Ora ha 25 anni ed è un ragazzo sano e pieno di valori e di principi! Mi ama ma è molto arrabbiato con me perché l’ho lasciato un’altra volta solo e me l’ha fatta pagare a suo modo. Il più terribile, venendo a trovarmi molto poco. Ma vi do una grande notizia: sta venendo più spesso ed è felice di parlarmi al telefono!
LAURA
BAMBINI, BENE ASSOLUTO DI TUTTE LE GENERAZIONI
Era bellissimo, erano tempi in cui a scuola si andava a piedi e da soli, o in compagnia di sorelle, fratelli, amici. Di bambini eravamo tanti, di automobili pochissime, quindi il pericolo non c’era.
Io andavo a scuola dalle suore assieme alle mie sorelle e portavamo il grembiule bianco con un grande fiocco blu. A me la scuola piaceva molto. Si studiavano le poesie a memoria e le tabelline con le suore (maestre che se non studiavi ti mettevano in castigo dietro la lavagna.
La scuola era la seconda famiglia. Nel periodo di Natale mi facevano fare la recita e la letterina da mettere sotto il piatto dei genitori la sera di Natale, cioè di mia madre.
Tutte cose oramai superate dalla troppa tecnologia e dalla corsa al consumismo. Non si prova più gioia e soddisfazione per le piccole ma grandi cose.
ANNA MARIA
LA GIOIA E LA SPERANZA
Se frugo nei ricordi della mia infanzia, mi accorgo di non averne moltissimi, se non una dolce filastrocca che mio padre scrisse per me e che iniziava più o meno così: “Nella via Lomellina, c’era una volta una bambina e chiama vasi Danina quella dolce birichina, era la gioia di mamma e papà…” e proseguiva con altre strofe baciate …. Non ricordo altre storie, altre favole, ci penso molto perché mi manca il ricordo di una voce conosciuta che per farmi addormentare mi parla di fare turchine e di magici castelli, ma anche di orchi cattivi finiti miseramente per non arrecare più danno a nessuno. Pensando ai bimbi di oggi, immagino le loro mamme raccontando storie meno fantastiche dove non esistono fate buone, ma sì moltissimi orchi: c’è l’orco puzzolente coperto di polvere e vestito di stracci, l’orco MISERIA; c’è l’orco sempre affamato, che mangerebbe qualsiasi cosa che incontra, il suo nome è FAME; c’è l’orco che esplode all’improvviso travolgendoti quando meno te lo aspetti e ti dilania riempiendoti di chiodi, l’orco GUERRA; poi c’è quello che si manifesta generoso promettendoti aiuto, riparo, perfino danaro, ma che una volta attratto ti sfrutta e ti schiavizza, l’orco SFRUTTAMENTO; ce ne sono moltissimi altri innominabili tra cui l’orco BULLO che per rendersi importante agli occhi dei compagni ti perseguita e ti minaccia; ed infine ce n’è uno tutto blu che sembra pacifico, ma che quando pensi di essertelo fatto amico, ti travolge e ti inghiotte con la sua bocca profonda e piena di onde e si chiama IMMIGRAZIONE.

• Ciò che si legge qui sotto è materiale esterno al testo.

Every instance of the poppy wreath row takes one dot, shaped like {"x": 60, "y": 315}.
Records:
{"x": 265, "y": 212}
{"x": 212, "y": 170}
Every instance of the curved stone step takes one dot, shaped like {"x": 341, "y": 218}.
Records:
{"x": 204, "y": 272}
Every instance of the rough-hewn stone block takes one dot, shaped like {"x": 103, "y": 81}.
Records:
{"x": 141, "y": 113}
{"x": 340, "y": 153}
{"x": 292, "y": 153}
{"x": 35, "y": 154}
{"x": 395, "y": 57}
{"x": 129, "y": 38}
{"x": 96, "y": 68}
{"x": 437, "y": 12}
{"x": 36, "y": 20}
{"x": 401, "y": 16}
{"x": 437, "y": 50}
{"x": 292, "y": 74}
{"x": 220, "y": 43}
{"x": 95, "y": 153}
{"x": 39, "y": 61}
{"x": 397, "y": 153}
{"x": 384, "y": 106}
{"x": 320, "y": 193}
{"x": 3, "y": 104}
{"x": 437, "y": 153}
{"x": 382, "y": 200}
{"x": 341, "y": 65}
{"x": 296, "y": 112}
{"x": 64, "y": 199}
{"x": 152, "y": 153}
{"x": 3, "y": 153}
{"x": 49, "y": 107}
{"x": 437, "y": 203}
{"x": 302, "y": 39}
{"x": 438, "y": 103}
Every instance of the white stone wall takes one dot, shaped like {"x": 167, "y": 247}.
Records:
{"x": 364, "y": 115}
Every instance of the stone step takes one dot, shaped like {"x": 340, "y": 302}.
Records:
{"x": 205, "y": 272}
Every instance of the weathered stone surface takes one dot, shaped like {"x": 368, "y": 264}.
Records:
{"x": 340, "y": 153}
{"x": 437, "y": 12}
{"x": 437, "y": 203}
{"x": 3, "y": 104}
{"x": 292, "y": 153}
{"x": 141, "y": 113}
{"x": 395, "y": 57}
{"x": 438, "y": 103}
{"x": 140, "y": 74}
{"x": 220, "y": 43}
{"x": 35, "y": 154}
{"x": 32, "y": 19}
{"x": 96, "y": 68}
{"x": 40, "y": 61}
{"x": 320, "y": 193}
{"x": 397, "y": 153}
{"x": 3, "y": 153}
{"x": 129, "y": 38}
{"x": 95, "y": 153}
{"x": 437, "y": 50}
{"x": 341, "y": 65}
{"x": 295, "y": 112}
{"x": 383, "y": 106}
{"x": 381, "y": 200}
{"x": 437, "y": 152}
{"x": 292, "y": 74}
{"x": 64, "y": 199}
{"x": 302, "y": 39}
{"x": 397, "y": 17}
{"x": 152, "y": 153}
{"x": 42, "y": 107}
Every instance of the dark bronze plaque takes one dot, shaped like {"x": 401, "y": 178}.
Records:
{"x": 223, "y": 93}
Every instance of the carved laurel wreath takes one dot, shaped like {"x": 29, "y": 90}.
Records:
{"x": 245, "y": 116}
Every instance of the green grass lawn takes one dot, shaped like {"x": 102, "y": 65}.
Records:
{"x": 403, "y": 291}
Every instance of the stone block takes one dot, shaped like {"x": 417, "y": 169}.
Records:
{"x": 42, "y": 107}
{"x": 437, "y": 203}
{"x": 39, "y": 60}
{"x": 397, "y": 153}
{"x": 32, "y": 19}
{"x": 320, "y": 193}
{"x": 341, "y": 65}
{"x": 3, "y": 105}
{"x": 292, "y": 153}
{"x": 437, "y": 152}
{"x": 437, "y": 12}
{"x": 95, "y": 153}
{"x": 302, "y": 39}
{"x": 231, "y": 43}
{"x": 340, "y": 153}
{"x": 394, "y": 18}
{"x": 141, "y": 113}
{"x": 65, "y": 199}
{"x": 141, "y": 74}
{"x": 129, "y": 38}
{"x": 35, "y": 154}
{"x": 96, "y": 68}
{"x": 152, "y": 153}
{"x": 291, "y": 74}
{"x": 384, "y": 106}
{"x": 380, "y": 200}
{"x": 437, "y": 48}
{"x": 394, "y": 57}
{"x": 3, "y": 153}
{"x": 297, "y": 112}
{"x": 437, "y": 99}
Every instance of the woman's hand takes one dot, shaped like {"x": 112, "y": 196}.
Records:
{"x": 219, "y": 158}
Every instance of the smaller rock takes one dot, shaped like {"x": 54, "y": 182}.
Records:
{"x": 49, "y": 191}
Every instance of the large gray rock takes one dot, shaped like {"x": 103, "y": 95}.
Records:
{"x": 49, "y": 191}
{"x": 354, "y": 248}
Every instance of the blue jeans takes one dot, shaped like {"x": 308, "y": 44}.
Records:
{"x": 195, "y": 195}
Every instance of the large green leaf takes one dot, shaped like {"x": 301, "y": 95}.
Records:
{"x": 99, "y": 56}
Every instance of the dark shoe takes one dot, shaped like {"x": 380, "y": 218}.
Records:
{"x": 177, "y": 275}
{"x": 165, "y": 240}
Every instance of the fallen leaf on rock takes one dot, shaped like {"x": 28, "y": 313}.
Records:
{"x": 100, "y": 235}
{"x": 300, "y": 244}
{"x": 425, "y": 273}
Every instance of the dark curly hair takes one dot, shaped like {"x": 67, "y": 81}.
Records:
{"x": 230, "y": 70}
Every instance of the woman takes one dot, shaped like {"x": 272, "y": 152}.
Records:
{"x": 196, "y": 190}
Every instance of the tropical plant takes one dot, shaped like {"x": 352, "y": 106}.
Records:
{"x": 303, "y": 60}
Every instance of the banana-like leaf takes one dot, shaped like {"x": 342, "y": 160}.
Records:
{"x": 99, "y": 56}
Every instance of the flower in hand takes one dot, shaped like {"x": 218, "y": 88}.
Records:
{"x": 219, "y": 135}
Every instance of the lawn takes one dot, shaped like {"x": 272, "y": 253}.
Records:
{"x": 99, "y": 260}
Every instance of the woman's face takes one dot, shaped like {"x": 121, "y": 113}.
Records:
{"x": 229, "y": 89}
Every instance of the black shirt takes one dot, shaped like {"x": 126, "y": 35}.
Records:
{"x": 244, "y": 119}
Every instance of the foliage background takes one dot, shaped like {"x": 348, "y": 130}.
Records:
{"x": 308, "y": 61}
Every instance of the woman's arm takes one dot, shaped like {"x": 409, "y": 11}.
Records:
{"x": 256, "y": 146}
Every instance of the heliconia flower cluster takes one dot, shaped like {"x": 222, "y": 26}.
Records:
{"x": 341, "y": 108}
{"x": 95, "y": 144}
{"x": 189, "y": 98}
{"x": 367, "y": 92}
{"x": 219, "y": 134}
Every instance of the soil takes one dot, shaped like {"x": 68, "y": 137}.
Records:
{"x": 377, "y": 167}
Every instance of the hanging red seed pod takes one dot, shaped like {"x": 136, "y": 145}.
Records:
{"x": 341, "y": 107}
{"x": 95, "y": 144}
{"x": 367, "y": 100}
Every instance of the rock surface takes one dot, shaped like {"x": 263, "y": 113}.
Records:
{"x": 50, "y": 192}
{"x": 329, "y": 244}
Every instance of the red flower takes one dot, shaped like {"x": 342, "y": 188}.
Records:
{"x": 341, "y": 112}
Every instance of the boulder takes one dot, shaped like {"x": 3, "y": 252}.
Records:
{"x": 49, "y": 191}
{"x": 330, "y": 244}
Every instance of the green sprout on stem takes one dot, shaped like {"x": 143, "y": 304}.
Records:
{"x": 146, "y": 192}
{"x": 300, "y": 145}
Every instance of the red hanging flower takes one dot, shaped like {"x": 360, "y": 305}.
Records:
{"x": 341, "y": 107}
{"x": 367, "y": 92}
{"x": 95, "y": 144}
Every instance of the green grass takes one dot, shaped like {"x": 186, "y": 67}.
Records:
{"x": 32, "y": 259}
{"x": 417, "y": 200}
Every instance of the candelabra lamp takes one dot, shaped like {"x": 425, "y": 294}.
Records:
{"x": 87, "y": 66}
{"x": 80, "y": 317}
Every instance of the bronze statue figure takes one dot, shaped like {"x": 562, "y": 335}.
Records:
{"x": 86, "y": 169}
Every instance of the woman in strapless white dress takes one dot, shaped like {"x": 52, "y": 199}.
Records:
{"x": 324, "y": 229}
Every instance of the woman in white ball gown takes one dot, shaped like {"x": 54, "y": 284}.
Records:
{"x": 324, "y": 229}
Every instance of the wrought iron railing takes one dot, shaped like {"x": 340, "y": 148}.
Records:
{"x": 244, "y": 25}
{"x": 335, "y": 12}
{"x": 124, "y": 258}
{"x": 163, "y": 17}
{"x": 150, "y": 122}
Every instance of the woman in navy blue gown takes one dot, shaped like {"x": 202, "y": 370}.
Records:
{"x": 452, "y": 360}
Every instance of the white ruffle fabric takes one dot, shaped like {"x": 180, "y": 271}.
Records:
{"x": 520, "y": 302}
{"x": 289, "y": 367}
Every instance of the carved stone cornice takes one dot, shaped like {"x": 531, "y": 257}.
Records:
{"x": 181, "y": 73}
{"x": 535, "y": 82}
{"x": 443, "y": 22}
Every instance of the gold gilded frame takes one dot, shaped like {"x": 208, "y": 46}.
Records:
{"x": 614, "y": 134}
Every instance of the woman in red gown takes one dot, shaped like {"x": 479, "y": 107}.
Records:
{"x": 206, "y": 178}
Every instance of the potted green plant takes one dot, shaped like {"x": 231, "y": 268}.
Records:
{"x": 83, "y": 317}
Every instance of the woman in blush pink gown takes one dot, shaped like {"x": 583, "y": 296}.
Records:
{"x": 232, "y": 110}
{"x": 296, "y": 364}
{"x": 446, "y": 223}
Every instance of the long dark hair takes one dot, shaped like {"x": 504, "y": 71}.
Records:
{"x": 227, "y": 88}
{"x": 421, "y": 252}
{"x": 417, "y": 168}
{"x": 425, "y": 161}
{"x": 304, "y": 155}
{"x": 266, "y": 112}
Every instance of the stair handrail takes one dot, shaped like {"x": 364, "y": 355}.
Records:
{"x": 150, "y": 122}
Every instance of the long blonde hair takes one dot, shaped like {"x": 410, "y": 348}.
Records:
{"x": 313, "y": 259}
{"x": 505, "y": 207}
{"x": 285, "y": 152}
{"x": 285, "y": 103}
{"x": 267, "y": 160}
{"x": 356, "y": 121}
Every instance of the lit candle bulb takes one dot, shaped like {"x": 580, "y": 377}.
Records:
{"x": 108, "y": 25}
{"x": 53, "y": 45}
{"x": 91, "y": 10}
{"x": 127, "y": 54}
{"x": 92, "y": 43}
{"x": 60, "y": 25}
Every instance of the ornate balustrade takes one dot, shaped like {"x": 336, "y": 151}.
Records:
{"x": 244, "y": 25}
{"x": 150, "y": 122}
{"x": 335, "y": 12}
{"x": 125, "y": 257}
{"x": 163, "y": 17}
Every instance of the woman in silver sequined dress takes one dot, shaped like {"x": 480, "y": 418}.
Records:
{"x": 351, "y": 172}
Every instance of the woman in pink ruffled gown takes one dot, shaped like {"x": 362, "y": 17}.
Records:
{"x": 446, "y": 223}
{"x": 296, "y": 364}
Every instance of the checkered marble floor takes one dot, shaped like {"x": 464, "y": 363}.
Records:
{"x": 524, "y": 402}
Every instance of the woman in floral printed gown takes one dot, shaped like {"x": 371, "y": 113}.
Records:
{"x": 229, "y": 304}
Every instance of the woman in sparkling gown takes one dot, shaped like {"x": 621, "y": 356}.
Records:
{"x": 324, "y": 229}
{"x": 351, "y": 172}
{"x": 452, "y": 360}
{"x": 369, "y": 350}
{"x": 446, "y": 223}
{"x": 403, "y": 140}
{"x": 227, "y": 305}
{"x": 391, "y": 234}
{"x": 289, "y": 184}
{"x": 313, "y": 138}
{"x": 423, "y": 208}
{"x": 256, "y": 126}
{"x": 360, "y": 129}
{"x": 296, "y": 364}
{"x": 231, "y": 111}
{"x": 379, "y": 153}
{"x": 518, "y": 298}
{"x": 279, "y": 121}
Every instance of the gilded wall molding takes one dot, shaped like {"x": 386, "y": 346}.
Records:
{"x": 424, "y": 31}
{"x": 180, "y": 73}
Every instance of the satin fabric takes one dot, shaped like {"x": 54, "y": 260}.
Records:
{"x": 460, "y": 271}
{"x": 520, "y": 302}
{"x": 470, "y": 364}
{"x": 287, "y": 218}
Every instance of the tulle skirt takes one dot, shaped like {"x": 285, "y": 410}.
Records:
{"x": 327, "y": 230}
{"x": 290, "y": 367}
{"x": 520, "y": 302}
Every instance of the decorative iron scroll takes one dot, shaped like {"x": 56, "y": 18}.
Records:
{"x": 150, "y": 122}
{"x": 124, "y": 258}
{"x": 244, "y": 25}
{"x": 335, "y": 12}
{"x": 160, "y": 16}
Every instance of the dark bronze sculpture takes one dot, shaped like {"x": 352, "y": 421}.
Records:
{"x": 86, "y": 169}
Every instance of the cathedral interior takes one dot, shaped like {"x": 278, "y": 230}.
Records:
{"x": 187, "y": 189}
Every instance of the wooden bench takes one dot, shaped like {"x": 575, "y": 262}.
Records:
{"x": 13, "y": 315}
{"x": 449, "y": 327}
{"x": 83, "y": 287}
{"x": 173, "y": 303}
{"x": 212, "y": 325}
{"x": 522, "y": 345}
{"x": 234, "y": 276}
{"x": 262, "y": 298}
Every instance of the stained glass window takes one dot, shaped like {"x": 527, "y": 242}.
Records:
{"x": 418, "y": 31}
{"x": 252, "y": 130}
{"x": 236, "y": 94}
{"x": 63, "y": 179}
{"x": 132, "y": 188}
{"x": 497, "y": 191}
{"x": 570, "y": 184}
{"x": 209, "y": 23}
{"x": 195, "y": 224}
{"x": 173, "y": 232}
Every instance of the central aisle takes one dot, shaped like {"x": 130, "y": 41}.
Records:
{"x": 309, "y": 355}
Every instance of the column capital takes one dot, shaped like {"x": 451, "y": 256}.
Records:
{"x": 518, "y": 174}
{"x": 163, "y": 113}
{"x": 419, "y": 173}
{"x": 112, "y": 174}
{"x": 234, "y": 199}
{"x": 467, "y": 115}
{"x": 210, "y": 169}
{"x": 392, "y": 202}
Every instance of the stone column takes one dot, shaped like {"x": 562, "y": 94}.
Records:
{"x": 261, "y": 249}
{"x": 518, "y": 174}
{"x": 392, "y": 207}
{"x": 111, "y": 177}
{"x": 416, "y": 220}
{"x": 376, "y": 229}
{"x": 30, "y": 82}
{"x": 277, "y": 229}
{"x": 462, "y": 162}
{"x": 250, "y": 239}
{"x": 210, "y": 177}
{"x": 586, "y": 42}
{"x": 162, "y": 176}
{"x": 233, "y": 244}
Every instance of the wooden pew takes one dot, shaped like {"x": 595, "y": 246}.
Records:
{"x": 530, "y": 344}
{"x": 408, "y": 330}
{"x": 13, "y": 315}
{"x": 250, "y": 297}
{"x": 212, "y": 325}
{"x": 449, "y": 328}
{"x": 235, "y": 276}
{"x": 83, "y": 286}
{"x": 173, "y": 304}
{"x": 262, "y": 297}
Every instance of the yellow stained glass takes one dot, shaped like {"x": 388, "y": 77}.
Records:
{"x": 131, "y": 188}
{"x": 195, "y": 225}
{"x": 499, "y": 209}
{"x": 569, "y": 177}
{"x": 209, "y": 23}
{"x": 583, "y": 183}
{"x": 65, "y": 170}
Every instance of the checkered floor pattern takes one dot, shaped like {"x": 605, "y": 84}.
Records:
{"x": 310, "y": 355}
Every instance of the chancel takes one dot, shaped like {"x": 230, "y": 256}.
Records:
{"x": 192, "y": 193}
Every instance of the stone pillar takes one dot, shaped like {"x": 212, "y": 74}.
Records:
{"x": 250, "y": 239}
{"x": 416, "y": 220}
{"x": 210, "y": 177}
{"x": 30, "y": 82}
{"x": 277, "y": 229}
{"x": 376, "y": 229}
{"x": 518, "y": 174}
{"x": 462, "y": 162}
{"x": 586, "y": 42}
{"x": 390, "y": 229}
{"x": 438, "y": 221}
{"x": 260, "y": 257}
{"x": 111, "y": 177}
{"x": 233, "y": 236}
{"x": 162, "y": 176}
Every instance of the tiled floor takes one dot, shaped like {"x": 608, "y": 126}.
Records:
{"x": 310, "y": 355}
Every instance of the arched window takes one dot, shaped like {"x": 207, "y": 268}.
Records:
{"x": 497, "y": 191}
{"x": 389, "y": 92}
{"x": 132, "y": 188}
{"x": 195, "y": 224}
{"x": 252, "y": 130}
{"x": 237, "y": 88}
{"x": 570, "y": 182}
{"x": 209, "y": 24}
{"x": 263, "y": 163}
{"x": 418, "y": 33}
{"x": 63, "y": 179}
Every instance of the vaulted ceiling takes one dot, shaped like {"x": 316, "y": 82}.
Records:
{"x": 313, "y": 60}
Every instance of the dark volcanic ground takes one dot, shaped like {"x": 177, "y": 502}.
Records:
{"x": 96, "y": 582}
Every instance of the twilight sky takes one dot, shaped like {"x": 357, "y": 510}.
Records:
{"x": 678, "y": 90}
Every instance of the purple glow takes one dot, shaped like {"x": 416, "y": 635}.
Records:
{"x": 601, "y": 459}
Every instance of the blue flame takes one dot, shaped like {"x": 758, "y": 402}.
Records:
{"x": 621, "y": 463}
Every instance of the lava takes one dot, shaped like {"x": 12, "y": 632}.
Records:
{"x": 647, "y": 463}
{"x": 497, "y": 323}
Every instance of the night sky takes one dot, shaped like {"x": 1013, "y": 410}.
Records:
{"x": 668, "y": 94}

Immaginiamo attorno al mondo un girotondo di bimbi di ogni razza, religione e condizione, uniamoci alle loro mamme.
Teniamoli per mano questi bimbi e queste bimbe che, una volta adulti, ricorderanno tutti con dovizia di immagini terribili, di essere stati bambini e incominciamo a narrare, non sottovoce ma con il tono di interpreti consumati, fiabe popolate di gioia e di speranza dove esistono mille fate buone che con la loro bacchetta magica vincono tutti gli orchi malvagi esistenti, chiaro con molto lavoro, ma con la comune volontà che è il vero motore del mondo.